US, Turkey divided on Israel after PM Erdoğan's Zionism remarks

US, Turkey divided on Israel after PM Erdoğan's Zionism remarks

US, Turkey divided on Israel after PM Erdoğans Zionism remarks

Turkish Prime Minister Erdoğan (R) meets top US diplomat Kerry in Ankara. AA photo

Newly appointed U.S. Secretary of State John Kerry’s talks in Ankara could have displayed a rosy picture, since it was his first rendezvous with the Turkish leadership in his current capacity, yet Washington’s strong uneasiness over Prime Minister Recep Tayyip Erdoğan’s likening Zionism to crimes against humanity dominated the talks.

While publicly labeling the remarks by Erdoğan as “objectionable,” Kerry also delivered a carefully tailored warning to his country’s NATO ally over significance of freedom of expression for reaching to democratic standards.

“We not only disagree with it, we found it objectionable,” Kerry said on March 1 at a joint press conference following talks with his counterpart, Foreign Minister Ahmet Davutoğlu, as he noted that he had raised the issue directly with Davutoğlu and would do so with Erdoğan during his meeting, which was scheduled to take place shortly after the press conference.
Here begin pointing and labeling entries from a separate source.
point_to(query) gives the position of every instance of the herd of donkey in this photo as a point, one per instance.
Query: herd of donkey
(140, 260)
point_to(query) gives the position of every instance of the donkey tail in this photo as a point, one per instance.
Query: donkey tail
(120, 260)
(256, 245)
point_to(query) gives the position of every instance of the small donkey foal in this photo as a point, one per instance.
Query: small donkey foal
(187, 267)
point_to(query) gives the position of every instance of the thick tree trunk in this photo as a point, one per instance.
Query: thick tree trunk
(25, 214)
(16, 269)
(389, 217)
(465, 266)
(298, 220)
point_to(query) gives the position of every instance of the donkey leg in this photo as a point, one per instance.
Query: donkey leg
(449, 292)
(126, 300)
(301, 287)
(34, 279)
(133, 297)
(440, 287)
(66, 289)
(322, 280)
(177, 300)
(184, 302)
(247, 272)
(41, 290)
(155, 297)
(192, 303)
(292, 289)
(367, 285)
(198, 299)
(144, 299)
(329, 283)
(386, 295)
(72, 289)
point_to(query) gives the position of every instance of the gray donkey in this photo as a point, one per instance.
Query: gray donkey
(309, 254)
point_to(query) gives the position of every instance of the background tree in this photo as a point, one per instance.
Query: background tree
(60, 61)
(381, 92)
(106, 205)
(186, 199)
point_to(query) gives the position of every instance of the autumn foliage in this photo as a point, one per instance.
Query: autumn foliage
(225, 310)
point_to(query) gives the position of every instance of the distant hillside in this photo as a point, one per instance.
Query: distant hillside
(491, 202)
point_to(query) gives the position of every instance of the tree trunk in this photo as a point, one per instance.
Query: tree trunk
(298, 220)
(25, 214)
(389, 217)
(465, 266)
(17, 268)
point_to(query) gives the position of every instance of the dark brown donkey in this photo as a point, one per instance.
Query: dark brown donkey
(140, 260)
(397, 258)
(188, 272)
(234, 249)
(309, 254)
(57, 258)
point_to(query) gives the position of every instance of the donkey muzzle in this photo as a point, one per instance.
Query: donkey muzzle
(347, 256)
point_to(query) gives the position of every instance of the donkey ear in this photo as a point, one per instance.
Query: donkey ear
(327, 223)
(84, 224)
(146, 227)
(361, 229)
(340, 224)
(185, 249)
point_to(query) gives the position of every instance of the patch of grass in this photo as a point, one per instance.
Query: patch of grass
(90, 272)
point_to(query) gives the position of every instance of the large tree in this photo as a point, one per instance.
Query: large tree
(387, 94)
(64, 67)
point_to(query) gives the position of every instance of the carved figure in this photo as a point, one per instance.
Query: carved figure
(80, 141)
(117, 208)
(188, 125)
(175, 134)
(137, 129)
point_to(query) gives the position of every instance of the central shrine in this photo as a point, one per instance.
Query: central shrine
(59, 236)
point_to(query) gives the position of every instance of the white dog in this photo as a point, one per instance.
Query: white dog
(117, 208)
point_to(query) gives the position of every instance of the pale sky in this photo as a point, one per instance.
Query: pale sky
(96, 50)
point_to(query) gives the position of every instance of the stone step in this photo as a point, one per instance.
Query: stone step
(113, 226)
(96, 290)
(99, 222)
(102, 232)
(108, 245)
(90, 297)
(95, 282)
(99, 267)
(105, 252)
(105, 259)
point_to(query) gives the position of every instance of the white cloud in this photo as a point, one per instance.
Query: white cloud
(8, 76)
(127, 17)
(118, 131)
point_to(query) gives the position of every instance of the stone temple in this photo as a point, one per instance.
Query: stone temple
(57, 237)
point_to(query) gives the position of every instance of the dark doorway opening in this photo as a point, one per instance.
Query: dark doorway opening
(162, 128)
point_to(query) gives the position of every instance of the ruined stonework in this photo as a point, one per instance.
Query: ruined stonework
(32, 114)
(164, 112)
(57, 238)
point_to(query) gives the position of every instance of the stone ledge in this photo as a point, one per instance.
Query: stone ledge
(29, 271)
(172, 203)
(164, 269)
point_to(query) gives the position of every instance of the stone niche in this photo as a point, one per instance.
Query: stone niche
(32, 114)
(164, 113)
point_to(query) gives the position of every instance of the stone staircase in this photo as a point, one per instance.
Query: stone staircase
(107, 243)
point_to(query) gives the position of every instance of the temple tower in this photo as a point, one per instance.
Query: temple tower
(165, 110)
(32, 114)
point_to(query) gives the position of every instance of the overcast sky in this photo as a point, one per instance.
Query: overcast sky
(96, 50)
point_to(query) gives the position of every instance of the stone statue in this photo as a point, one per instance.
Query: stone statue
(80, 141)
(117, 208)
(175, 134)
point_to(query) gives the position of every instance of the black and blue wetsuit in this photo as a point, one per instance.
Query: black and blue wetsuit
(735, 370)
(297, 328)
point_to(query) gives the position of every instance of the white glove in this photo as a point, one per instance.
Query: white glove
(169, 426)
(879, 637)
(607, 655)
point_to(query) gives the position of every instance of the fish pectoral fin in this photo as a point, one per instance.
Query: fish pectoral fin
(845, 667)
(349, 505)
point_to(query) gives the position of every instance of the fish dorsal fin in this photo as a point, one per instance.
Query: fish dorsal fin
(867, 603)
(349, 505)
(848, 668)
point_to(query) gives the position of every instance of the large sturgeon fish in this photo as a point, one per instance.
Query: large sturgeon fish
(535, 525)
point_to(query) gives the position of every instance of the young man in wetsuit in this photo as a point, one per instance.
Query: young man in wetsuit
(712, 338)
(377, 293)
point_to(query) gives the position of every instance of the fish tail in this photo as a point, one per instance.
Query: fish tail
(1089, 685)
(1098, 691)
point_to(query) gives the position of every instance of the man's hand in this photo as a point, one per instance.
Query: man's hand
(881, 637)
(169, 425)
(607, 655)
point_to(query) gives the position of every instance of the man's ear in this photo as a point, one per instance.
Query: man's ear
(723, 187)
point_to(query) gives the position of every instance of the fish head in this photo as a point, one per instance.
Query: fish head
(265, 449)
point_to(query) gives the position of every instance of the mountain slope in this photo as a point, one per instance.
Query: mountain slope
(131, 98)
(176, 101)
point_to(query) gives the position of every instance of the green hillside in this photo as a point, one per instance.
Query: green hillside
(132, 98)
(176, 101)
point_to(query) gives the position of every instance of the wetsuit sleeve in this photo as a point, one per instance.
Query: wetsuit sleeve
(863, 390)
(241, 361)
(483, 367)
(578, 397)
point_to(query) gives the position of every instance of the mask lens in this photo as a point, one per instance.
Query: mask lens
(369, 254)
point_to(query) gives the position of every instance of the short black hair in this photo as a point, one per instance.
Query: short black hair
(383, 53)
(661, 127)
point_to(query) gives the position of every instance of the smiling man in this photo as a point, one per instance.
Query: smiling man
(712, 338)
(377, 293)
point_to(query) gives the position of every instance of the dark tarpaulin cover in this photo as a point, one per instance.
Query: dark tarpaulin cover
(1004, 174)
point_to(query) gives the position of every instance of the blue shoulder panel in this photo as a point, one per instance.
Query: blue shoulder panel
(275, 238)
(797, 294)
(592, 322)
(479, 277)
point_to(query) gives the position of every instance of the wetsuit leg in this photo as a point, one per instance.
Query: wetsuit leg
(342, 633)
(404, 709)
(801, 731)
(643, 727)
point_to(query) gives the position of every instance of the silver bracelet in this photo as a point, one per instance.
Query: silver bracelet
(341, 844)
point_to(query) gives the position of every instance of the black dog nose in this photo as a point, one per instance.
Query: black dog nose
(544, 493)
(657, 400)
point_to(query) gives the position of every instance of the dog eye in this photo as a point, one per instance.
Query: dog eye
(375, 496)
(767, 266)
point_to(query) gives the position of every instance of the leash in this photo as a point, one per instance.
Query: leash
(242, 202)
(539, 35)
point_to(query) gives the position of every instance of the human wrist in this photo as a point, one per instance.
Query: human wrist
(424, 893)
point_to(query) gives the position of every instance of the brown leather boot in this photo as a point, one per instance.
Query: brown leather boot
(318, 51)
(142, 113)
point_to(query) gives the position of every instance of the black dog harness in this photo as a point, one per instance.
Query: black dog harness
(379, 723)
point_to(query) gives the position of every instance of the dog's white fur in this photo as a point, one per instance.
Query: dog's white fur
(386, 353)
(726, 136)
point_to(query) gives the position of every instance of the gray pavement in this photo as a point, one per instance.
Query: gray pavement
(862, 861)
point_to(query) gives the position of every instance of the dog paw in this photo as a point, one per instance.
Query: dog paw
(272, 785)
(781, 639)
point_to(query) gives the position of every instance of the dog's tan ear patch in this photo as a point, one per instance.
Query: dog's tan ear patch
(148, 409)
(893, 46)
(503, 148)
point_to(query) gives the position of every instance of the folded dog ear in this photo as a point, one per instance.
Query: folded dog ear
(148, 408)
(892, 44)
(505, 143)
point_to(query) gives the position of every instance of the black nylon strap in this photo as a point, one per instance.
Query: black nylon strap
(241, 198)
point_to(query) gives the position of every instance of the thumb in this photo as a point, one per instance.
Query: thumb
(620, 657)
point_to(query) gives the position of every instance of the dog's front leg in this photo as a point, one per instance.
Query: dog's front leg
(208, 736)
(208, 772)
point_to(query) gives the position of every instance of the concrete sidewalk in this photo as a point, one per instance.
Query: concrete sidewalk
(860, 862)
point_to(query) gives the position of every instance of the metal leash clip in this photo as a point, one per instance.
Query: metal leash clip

Kerry’s remarks on the issue were delivered in response to a question that also offered an opportunity to him to underline the importance Washington attaches to restoring bilateral relations between Turkey and Israel, which he described as two “vital allies” for the United States. Earlier, in his opening remarks before the questions by reporters, he underlined “the urgent need to promote the spirit of tolerance” and said this urgency was also valid for public statements by political leaders. 

As of Feb. 27, at a U.N. Alliance of Civilizations meeting in Vienna, Erdoğan said: “Just as with Zionism, anti-Semitism and fascism, it has become necessary to view Islamophobia as a crime against humanity.”

“It [Erdoğan’s] underscores the importance of our efforts to try to find a way to make peace in this region,” Kerry said, while cautioning that the comments by Erdoğan on Zionism complicate Mideast peace efforts.

Expressing conviction in finding a way forward for restoring the relationship between the two countries, Kerry, however, admitted that this way “obviously gets complicated” following the Vienna speech.

“We want to see them work together in order to be able to go beyond. I believe that’s possible. It is essential that Turkey and Israel find a way to take a step in order to rekindle their historic cooperation,” Kerry said, while noting that Davutoğlu also expressed a “genuine desire” for rebuilding ties with Israel. During their meeting, Davutoğlu voiced Turkey’s commitment to the Middle East peace process and a two-state solution, Kerry said. “They want to help us.”

Another bothersome issue Kerry touched upon without waiting for a specific question from reporters was the state of affairs surrounding the freedom of expression in Turkey. 

“We discussed the importance of strengthening protection of fundamental rights, freedom of expression and freedom of media. History has proved that nations that worked constantly to safeguard these rights democracy are far more successful, far more stable and far more prosperous,” Kerry said. 

For his part, Davutoğlu strictly rejected that Turkey has been acting “hostile” toward Israel, when a U.S.-based reporter particularly used this expression in his question. 

Turkey has been against anti-Semitism along its history and will continue this stance regardless of its bilateral relations with Israel who hasn’t used the chance given to them for restoring of ties, Davutoğlu said, in an apparent reference to Turkey’s conditions of normalization.

“Turkey is always ready to do whatever it needs for a fair two-state solution based on 1967 borders,” he, however, added, as his U.S. counterpart already said that one of the reasons taking him to Ankara was revival of Middle East peace process and seeking Turkey’s help. 

Both Kerry and Davutoğlu chose not to highlight differences of their countries regarding the Syrian crisis, as they both underlined their common conviction on priority of a political transition in the war-torn country. Although Ankara’s cooperation with Iraqi Kurdistan Regional Government (KRG) despite Baghdad’s objection is a source of uneasiness, the issue didn’t come up at the press conference.